[Sigia-l] RIA: the wrong tree?

Stew Dean stewdean at gmail.com
Fri May 25 03:43:20 EDT 2007


On 24/05/07, Ziya Oz <listera at earthlink.net> wrote:
> Stew Dean:
>
> > developers make poor interface designers
>
> Puzzlement: folks at 37signals or Ranchero/Brent Simmons (NetNewsWire),
> Xlife/David Watanabe (Xtorrent, Acquisition, Newswire), etc produce
> exemplary UIs while they generally call themselves developers, and not
> designers.

That makes it sound like you're either a developer or a designer.
That's a false dichotomy. Developers design as much as visual
designers, just in different ways.

My statement is a generalisation and there are always exceptions, and
I include myself in that I can code and have been employed for my
coding skills. I also have been employed for my graphic design skills.
BUT to design effective end interfaces you need to be able to put
yourself in a non engineering mind set and a non graphic design mind
set.

I hold you can't effectively design for any given platform without a
good degree of technical knowledge but you also need to able to free
yourself from that knowledge when initially creating interface ideas.
Some ideas are informed by the technology, many ideas only happen when
you forget about the technology for a while and think in terms of what
the users want.

It is a mind set, one a developer or a 'designer' can have.
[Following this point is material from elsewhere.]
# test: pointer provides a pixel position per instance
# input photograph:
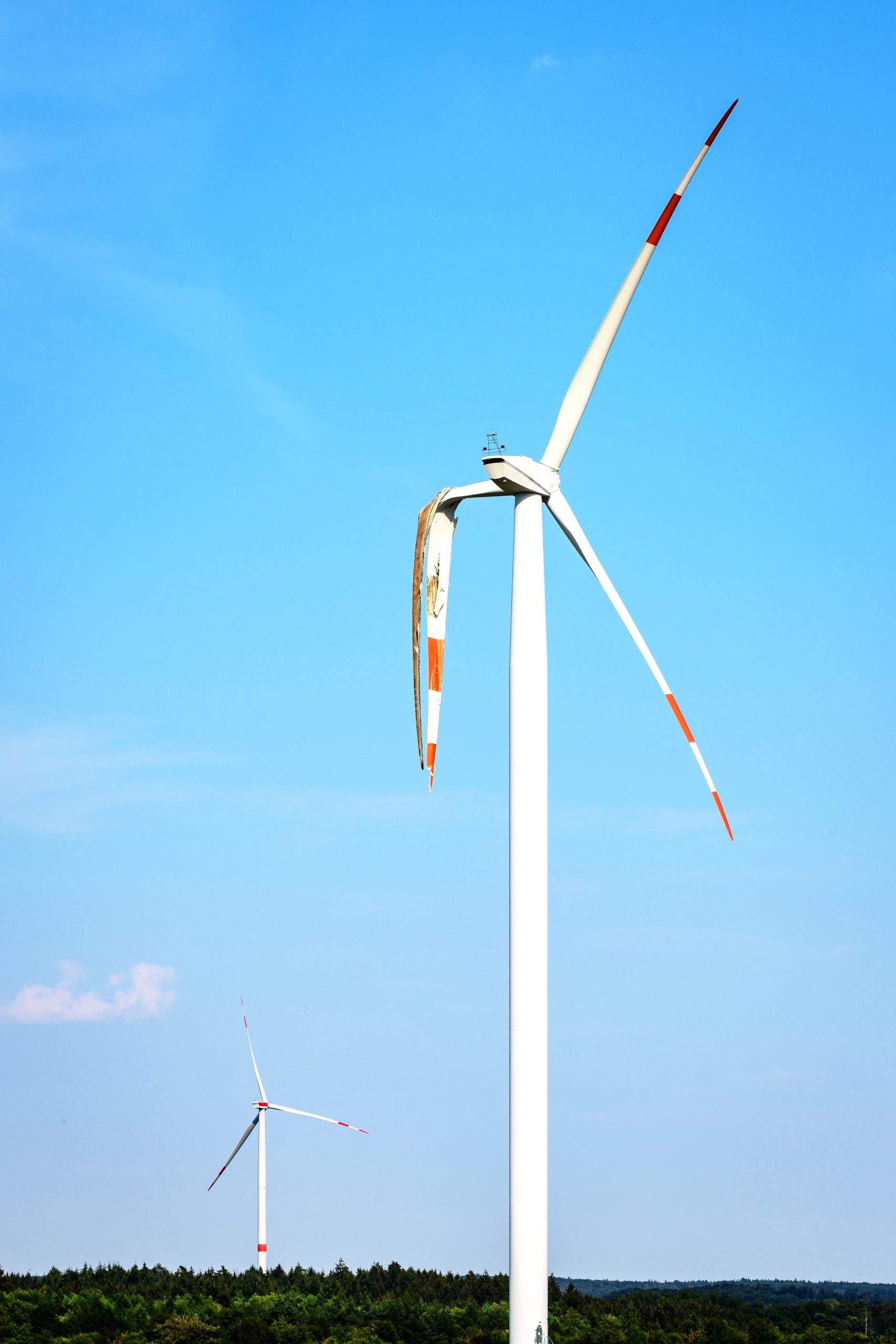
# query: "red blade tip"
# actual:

My problem
is that an engineering mindset tends to lead to bad solutions and that
is the mindset of many developers.

If you really want an example of a engineering vs user experience mind
set then the placement of buttons on many microsoft solutions at the
top left is logical from an engineering point of view but not form a
user experience point of view where we know, through experience, the
action is better after the thing you are actioning.  Also look out for
overly consistent solutions where one solution is used for everything
ignoring context. I'm currently having direct experience of this on a
new project I'm working on I may mention in future posts.